The TA stated that the Taxpayer’s profit as a manufacturer was insufficient in relation to the overall margins determined by the TA (i.e., 53% and 51%)

THE DECISION

The Court rejected the adjustment sought by the TA in terms of the group’s transfer pricing policy as such adjustment can only be warranted in the event of a significant differences between the transfer price resulting from this method and the economic reality, such adjustments are provided for only in exceptional circumstances and under a procedure that derogates from the “cost-plus” method. The Court observed that the TA failed to demonstrate whether any special circumstances arose during the period of assessment (FY2012 and FY2013) which could justify the adjustment. The Court ultimately stated that the TA had failed to interpret tax law as they could not establish any consistency to their allegations. The case was therefore dismissed in the final appeal.

CARA ANALYSIS

BREAK DOWN OF THE DECISION

On one hand, the Court gave consideration to the Taxpayer’s claim that in order to reconstitute the transfer prices between SAS Itron France as a manufacturer and its related party distributors, the TA used the margin of the distributing entities after deducting the sale price of SAS Itron France’s products, without taking into account the distributor’s own operating expenses (such as cost of discounting ; commissions paid to agents; rebates and discounts; product shipping costs; insurance costs incurred in transporting products; customs duties; product packaging costs), even though these expenses contribute to the distributors’ share of the Group’s net margin to which they should be entitled.
On the other hand, the TA deducted their direct expenses from the margin of the manufacturing entities, including SAS Itron France, to which the gross margin rates mentioned in the previous point apply under the cost-plus method.
Without calling into question the parameters used by SAS Itron France to determine its transfer prices as a producer (costs used and margin rates mentioned) determined within an arm’s length interval), the TA had carried out a comparison of heterogeneous margins, gross for the distributing entities and net for the producing entities.

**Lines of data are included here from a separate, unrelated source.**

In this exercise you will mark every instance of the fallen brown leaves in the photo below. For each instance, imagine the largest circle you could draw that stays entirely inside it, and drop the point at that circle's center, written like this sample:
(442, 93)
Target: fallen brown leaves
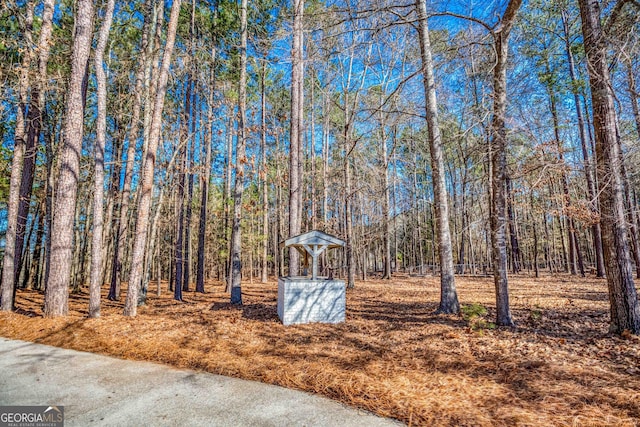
(392, 356)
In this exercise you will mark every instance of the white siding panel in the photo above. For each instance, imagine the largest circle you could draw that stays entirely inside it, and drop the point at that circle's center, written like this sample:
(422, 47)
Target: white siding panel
(305, 300)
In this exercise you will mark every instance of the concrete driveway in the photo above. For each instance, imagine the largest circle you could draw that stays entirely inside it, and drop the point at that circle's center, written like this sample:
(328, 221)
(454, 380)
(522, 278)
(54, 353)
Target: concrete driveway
(104, 391)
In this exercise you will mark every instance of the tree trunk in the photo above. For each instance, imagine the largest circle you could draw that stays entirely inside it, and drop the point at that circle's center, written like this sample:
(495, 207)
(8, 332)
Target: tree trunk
(11, 260)
(98, 174)
(596, 232)
(123, 213)
(57, 292)
(448, 295)
(204, 181)
(386, 272)
(235, 255)
(296, 136)
(623, 298)
(264, 175)
(146, 186)
(499, 165)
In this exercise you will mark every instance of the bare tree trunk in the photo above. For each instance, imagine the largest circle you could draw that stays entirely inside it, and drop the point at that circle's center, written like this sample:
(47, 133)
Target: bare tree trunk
(499, 165)
(227, 194)
(633, 95)
(513, 237)
(348, 215)
(123, 222)
(623, 298)
(98, 174)
(235, 255)
(448, 295)
(204, 181)
(188, 208)
(11, 258)
(296, 136)
(264, 175)
(57, 292)
(146, 187)
(385, 211)
(596, 232)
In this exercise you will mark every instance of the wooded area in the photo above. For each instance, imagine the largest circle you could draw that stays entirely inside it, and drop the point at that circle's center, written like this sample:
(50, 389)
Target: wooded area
(432, 137)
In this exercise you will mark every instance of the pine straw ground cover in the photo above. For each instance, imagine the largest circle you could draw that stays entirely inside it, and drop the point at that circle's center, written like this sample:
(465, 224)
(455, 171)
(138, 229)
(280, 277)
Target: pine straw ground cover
(392, 356)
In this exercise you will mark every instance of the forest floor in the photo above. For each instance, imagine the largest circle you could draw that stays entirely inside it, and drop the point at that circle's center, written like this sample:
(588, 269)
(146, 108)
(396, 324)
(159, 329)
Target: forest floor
(393, 356)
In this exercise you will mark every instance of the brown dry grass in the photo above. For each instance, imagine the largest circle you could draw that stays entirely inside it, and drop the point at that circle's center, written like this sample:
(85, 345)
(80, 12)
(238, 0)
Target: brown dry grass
(392, 356)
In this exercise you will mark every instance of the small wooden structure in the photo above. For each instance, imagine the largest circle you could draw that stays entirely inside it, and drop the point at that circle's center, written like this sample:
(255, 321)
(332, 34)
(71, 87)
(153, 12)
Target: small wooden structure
(311, 299)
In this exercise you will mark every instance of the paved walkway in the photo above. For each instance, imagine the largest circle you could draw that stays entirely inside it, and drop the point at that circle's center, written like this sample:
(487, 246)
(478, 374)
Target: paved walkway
(104, 391)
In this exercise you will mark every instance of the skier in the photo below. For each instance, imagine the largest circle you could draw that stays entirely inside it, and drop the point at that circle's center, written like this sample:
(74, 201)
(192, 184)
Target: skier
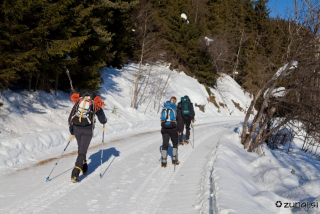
(169, 130)
(185, 109)
(81, 124)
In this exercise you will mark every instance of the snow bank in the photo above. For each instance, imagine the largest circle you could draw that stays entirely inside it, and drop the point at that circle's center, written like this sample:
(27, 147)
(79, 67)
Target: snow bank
(34, 125)
(277, 92)
(258, 182)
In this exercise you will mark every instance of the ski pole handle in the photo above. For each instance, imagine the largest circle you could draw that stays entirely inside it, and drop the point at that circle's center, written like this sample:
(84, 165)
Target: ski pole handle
(71, 138)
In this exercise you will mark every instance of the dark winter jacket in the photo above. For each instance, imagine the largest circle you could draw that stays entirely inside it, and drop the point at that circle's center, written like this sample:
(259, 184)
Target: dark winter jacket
(100, 115)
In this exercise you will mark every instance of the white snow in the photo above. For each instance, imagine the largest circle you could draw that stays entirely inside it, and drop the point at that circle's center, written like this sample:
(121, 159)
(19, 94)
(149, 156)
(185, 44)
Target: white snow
(184, 16)
(216, 175)
(208, 40)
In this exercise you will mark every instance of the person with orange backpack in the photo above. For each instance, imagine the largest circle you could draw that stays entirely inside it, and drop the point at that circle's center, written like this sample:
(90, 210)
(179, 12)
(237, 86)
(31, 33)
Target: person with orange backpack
(81, 124)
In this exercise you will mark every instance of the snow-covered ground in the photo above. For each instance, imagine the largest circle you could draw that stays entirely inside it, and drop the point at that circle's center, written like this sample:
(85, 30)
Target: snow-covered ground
(216, 174)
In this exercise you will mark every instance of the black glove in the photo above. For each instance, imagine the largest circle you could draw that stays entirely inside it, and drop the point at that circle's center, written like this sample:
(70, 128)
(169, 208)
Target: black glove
(71, 129)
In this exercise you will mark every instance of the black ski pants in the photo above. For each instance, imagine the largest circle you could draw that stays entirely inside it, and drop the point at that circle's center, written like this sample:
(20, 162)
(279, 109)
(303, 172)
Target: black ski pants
(83, 137)
(166, 135)
(186, 122)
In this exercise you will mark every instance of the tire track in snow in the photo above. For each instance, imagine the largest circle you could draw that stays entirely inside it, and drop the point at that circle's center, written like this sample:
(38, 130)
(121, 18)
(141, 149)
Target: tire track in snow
(48, 195)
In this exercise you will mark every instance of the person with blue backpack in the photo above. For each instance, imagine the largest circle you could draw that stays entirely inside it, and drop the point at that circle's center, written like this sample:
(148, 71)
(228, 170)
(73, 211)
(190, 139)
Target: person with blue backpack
(185, 109)
(169, 120)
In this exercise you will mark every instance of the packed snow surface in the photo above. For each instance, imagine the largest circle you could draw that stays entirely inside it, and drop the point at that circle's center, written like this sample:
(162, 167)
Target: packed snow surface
(184, 16)
(216, 175)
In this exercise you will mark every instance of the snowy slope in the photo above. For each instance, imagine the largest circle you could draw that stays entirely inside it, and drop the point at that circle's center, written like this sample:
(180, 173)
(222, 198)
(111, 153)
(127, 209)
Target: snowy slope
(34, 125)
(216, 174)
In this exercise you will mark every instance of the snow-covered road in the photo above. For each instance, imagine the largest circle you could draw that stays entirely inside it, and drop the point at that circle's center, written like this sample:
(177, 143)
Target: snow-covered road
(132, 182)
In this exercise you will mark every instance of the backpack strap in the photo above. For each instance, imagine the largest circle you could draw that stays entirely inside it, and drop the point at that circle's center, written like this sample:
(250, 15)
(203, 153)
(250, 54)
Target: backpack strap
(84, 104)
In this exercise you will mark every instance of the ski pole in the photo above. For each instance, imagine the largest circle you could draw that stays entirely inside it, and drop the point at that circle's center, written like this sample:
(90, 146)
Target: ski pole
(60, 157)
(102, 151)
(192, 125)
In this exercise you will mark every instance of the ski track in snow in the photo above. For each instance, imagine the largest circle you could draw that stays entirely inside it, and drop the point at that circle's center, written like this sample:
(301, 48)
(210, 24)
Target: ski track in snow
(150, 201)
(51, 194)
(149, 194)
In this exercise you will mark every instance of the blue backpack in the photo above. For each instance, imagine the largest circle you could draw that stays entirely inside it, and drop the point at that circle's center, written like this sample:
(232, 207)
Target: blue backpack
(185, 106)
(168, 115)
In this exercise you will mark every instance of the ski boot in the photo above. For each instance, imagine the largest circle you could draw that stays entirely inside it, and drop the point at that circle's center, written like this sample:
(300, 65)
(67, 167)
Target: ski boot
(175, 160)
(85, 168)
(75, 179)
(164, 154)
(163, 164)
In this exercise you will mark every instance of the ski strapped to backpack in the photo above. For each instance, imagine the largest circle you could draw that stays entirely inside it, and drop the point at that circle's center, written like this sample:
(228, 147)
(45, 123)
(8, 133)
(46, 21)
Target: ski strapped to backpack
(85, 108)
(84, 111)
(168, 115)
(185, 106)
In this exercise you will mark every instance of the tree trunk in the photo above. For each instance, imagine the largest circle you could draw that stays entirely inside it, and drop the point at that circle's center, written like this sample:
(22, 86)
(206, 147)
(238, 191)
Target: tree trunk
(37, 81)
(246, 138)
(56, 86)
(30, 81)
(258, 139)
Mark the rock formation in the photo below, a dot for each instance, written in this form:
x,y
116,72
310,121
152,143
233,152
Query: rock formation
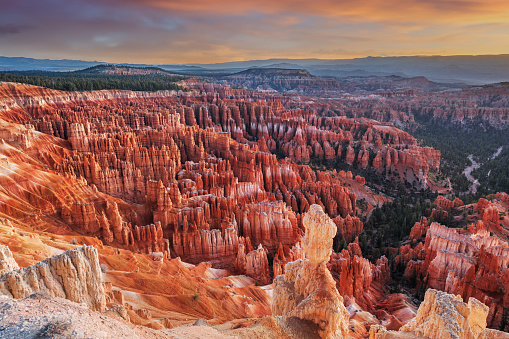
x,y
307,290
73,275
446,316
7,262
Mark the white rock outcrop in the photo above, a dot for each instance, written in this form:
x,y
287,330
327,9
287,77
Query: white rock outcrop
x,y
7,262
74,275
307,290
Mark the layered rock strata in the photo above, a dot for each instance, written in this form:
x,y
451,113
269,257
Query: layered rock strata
x,y
74,275
307,290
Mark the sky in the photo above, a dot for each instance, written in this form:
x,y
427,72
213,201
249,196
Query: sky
x,y
206,31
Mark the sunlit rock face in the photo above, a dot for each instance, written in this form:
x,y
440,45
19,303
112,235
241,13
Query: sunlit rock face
x,y
307,290
73,275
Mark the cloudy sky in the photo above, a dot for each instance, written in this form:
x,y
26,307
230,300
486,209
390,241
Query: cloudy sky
x,y
206,31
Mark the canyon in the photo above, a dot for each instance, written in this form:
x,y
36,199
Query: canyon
x,y
222,206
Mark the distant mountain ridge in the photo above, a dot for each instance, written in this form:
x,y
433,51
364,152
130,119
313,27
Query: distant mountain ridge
x,y
469,69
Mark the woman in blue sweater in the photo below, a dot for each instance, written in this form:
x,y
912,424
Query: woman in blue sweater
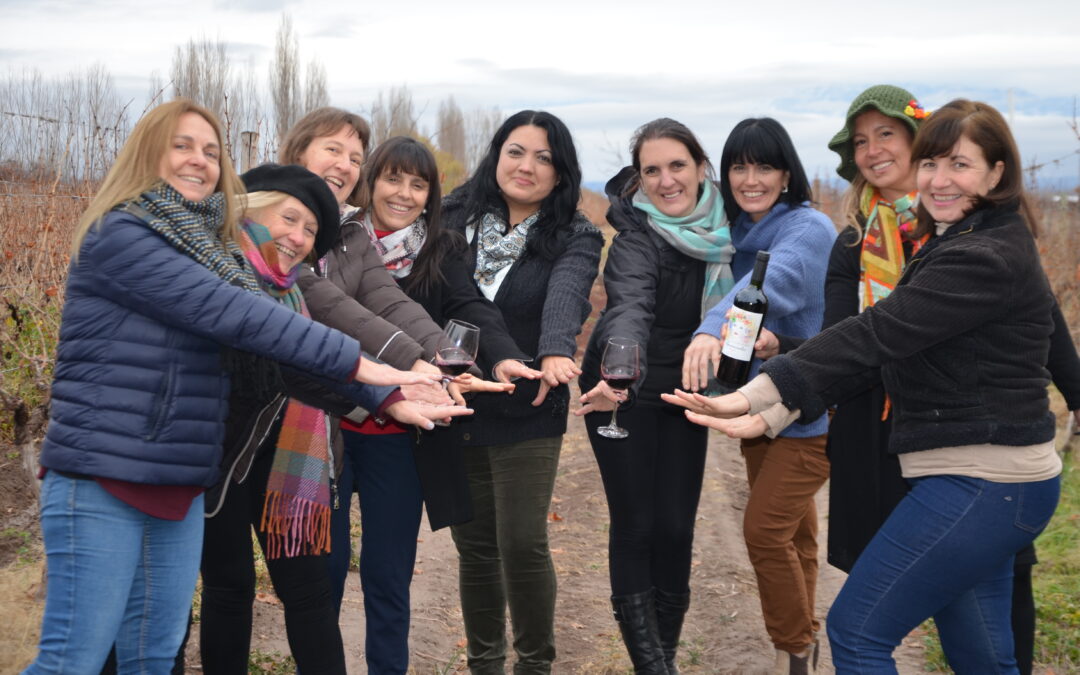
x,y
767,196
161,309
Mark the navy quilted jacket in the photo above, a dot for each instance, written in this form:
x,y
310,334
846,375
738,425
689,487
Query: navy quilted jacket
x,y
139,393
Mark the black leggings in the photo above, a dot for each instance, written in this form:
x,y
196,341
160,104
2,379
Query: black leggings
x,y
228,569
652,481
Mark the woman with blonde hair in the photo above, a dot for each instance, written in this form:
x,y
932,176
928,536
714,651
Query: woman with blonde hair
x,y
159,316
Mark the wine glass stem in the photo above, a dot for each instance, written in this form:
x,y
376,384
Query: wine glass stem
x,y
615,412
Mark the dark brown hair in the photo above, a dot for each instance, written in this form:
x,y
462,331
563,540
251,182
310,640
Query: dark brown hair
x,y
402,154
982,124
666,127
324,122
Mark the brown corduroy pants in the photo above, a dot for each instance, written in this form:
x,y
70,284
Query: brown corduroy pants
x,y
780,527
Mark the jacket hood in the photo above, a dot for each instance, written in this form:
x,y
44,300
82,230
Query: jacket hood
x,y
621,214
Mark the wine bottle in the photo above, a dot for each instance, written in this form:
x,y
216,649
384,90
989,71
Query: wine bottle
x,y
744,324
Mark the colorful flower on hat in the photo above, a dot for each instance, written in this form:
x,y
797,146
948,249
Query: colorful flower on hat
x,y
914,109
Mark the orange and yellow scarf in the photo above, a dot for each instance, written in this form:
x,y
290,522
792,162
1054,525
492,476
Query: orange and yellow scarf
x,y
882,259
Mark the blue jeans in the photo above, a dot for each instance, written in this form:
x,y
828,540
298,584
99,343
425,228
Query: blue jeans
x,y
115,575
382,471
945,552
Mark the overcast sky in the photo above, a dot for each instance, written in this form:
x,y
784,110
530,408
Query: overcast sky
x,y
607,67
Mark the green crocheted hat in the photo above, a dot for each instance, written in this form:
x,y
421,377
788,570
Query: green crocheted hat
x,y
887,99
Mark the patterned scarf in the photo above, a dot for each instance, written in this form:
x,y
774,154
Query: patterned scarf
x,y
296,514
194,228
703,234
881,260
399,250
498,248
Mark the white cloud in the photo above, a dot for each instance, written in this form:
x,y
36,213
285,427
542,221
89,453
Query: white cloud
x,y
608,68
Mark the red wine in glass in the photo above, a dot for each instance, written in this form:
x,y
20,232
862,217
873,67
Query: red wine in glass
x,y
619,368
454,361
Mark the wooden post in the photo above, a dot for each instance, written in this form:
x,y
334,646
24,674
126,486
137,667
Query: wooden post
x,y
248,150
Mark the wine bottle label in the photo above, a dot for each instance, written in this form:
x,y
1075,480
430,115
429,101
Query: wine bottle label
x,y
742,333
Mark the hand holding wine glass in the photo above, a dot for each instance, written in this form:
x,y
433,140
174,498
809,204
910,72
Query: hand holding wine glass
x,y
456,352
619,369
457,349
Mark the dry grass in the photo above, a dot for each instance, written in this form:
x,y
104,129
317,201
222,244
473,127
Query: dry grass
x,y
19,586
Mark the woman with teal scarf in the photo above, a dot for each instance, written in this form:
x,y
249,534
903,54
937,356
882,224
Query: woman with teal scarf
x,y
669,265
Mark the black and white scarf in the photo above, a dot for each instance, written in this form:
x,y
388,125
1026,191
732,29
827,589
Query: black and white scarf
x,y
497,247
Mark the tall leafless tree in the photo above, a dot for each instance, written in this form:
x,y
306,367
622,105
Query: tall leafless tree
x,y
285,78
314,88
480,126
450,130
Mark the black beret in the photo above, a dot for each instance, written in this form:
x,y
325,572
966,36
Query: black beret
x,y
310,189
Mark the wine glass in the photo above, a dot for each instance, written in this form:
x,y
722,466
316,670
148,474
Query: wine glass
x,y
619,369
457,349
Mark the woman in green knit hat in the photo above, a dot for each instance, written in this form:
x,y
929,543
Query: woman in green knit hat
x,y
867,259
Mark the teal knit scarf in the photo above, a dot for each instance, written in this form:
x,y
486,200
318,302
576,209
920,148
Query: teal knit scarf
x,y
703,234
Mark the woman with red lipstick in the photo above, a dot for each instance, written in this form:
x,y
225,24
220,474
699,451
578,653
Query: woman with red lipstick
x,y
879,206
535,256
669,264
157,328
280,455
391,470
767,198
961,345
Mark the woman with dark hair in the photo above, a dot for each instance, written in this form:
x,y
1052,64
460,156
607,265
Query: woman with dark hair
x,y
879,210
767,199
279,457
391,470
669,265
960,345
535,256
158,324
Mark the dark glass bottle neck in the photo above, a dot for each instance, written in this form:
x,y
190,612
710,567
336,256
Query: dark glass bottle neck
x,y
757,278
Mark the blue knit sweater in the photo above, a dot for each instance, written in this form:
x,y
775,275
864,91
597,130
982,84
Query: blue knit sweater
x,y
798,240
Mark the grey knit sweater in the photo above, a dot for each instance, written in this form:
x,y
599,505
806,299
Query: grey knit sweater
x,y
544,302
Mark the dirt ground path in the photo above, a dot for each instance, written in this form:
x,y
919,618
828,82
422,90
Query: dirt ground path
x,y
724,631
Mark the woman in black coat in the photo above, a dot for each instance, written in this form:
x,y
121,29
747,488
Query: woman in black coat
x,y
667,266
390,468
535,255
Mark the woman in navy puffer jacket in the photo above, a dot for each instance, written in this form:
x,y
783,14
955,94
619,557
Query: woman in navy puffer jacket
x,y
160,309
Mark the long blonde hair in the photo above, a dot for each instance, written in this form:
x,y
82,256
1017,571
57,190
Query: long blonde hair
x,y
851,210
137,169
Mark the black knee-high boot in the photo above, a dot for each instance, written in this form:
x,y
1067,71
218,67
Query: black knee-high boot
x,y
636,615
671,610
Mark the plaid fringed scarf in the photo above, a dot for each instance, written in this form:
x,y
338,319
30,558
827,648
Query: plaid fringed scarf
x,y
499,248
296,514
397,250
194,229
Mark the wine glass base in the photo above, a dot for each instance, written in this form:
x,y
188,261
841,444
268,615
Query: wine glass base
x,y
612,432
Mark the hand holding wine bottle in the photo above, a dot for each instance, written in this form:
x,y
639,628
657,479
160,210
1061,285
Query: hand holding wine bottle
x,y
744,324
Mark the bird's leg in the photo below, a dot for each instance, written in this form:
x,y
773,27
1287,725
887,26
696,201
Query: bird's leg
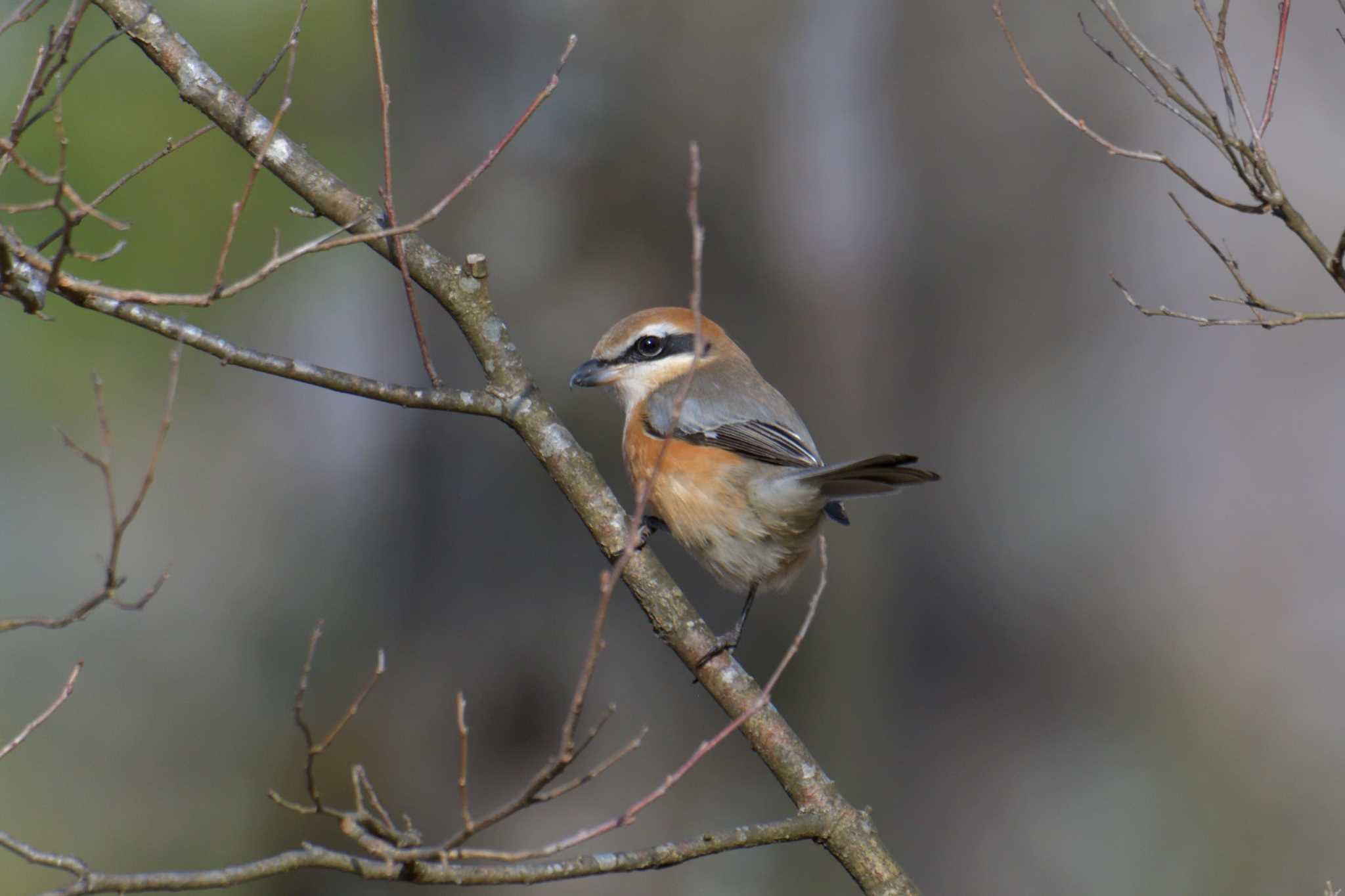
x,y
649,526
730,640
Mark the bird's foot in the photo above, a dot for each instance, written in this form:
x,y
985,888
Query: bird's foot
x,y
649,526
722,644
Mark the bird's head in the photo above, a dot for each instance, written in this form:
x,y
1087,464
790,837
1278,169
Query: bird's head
x,y
650,350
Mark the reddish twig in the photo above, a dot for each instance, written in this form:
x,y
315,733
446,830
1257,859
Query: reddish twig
x,y
24,11
313,747
1274,69
707,746
384,101
46,714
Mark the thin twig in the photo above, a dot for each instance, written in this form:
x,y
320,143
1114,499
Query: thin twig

Moreover, for an adjustment to be applied, three conditions must be met:

  • existence of new markets or invitations to tender;
  • existence of a turnover exceeding 10% of the distributor’s revenue;
  • existence of a variation in the distributor’s turnover of at least 500,000
    euros.

The Court observed that the TA failed to demonstrate the existence of the above elements.

THE CONCLUSION

At CARA we always stress on the importance of really understanding the functions and risks undertaken by the parties to a given controlled transaction, as it is extremely crucial not only in determining the range but also in applying the correct methods and profit level indicators (PLIs) to derive the range. This decision of the Court is a case in point for the same.
Different methods and PLIs test different functions of the tested party, especially when the tested party has dual profiles. Therefore, one must be sure to test the correct profile (for e.g., distributor or manufacturer) and the risks associated with that profile, as demonstrated by this case law.
Moreover, experience has shown us that the application of most methods will be imperfect, even, for example, by applying the CUP method which bases itself on very precise internal and/or external comparables. The reason for the same is that
(i) comparable data available for testing such method may certainly not take into account the various risks undertaken by the parties; or
(ii) it may not reflect the economic reality at a given period of time.

However, we may conclude that clear and cogent functional and risk characterization is key in determining a relevant interquartile range, and is therefore, THE antidote to tax assessments.